KETELADANAN Rasulullah Shallallahu ‘alaihi wasallam tentunya mencetak generasi-generasi yang berpribadi mulia. Mereka adalah para sahabat. Mereka menghabiskan waktunya untuk ilmu dan beribadah kepada Rabb ‘Azza wa Jalla.
Pemuda itu langsung terpesona ketika ia menjadi utusan suku Daus, awal tahun ketujuh Hijriyah. Hanya beberapa saat setelah pertemuan itu, ia memutuskan untuk menjadi pelayan—berkhidmat—kepada Rasulullah shallallahu ‘alaihi wasallam, ia adalah Abu Hurairah. satu-satunya sahabat yang selalu mengikuti kemana Rasulullah pergi. Hadist yang diriwayatkannya sangat banyak, mencapai 5374 hadist.
BACA JUGA: Abu Hurairah Jelaskan Harta yang Diwariskan Rasulullah
Ketika ia menjadi utusan dari suku Daus, ia memilih tidak kembali ke kampung halamannya, melainkan memilih tinggal di masjid, tempat Rasulullah shallallahu ‘alaihi wasallam memimpin shalat dan mengajarkan Islam, Madinah Al-Munawwarah.
Hari demi hari ia lalui dengan seksama menyimak setiap perkataan, gerak, dan langkah-langkah Rasulullah.
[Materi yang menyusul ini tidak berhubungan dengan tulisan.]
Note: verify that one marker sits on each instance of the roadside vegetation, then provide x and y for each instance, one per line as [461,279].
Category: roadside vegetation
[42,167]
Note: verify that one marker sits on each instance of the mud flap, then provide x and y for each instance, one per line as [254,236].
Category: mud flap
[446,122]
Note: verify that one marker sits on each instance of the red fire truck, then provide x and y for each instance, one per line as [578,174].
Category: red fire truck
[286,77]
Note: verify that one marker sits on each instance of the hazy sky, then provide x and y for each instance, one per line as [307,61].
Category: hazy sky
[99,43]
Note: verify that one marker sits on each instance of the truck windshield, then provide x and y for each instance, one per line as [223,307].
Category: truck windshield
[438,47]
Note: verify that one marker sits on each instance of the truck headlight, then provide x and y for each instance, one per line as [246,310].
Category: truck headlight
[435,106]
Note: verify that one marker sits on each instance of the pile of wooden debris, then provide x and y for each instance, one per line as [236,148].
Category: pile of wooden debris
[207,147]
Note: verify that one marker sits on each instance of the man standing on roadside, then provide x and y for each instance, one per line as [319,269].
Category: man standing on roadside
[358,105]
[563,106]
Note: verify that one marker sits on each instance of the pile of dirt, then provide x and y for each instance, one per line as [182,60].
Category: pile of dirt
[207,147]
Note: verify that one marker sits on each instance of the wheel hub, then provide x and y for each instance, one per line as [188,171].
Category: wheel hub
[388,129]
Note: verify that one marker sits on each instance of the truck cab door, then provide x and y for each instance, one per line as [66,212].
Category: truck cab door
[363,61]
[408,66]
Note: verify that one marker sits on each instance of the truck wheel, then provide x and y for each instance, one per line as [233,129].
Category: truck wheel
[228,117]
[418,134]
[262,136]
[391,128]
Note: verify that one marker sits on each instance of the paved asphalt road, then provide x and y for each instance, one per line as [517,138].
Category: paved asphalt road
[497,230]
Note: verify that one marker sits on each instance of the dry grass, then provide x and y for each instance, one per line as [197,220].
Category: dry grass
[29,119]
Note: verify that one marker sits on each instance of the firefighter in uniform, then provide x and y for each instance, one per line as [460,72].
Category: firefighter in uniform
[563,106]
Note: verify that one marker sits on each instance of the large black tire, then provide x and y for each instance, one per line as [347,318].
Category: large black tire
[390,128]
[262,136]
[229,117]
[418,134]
Hampir tak secuil pun materi yang disampaikan oleh Rasulullah ia lewatkan. Daya ingatnya sangat tajam. Meski demikian, ia pasti selalu mencatat apa saja yang disabdakan oleh Rasulullah.
Setelah sekian lamanya Abu Hurairah hidup dan tinggal di tengah orang beriman. Betapa bahagia jiwanya mendapatkan kehidupan yang penuh tauhid dan nilai-nilai Islam lainnya.
Kebahagiaan itu terasa hampa tatkala ia menjenguk ibunya yang sudah sepuh tapi masih berkubang dengan kemusyrikan. Karena sayang dan demi baktinya, ia mengajak dengan argumen yang terang agar ibunya memilih Islam sebagai agamanya.
Bukan hanya sekali dua kali. Beberapa kali ia tetap mengajak ibunya bersyahadat, bahwa tiada ilah selain Allah ‘Azza wa Jalla dan Muhammad adalah Rasulullah. Sayang, bujukannya tak mempan. Ibunya menolak, bahkan menghindar darinya. Bukan hanya itu, ibunya bahkan mencela Rasulullah dengan kata-kata yang menyakitkan hatinya.
Dengan perasaan kacau dan langkah gontai lelaki itu kembali ke Madinah. Ditemuinya Rasulullah shallallahu ‘alaihi wasallam dengan bercucuran air mata.
“Mengapa engkau menangis, wahai Abu Hurairah?” tanya Rasulullah.
“Aku tidak bosan-bosannya mengajak ibuku masuk Islam. Tetapi, ibuku masih menolak. Hari ini kuajak lagi masuk Islam, tetapi ibuku mengucapkan kata-kata yang tidak pantas mengenai Rasulullah, yang saya tidak sudi mendengarkannya. Tolonglah doakan, ya Rasulullah, semoga ibuku hatinya tergugah masuk Islam,” Abu Hurairah mengadu.
Rasulullah pun menengadahkan tangannya ke langit, sembari melafazkan doa untuk kebaikan bagi ibu Abu Hurairah.
Seberkas hidayah dari langit menembus hati ibunya. Berkat kesabaran dan kerja keras Abu Hurairah, ibundanya memilih jalan Islam ketika beberapa waktu ia mengadukan masalahnya pada Rasulullah. Jiwanya damai dan bahagia menyaksikan ibunya mengucapkan kalimat syahadah di depannya.
BACA JUGA: Kisah Pencuri Munafik yang Ditangkap Abu Hurairah
Kejadian itu melengkapi sudah kebahagiaan hidupnya. Ia tak henti-hentinya mengucapkan tahmid, tahlil, dan tasbih. “Segala puji bagi Allah yang telah menunjuki Abu Hurairah masuk Islam. Segala puji bagi Allah yang telah mengajari Abu Hurairah Al-Quran. Segala puji bagi Allah yang telah memberikan karunia kepada Abu Hurairah menjadi sahabat Rasul-Nya, Muhammad shallallahu ‘alaihi wasallam,” ucap syukur tak hentinya ia lantunkan.
Demikianlah. Tak sehari pun berlalu tanpa menimba dan mempraktikkan ilmu dari Rasulullah. Abu Hurairah kian mencintai ilmu dan juga mengajarkan kepada orang lain, baik keluarga dekat maupun orang tak dikenalnya.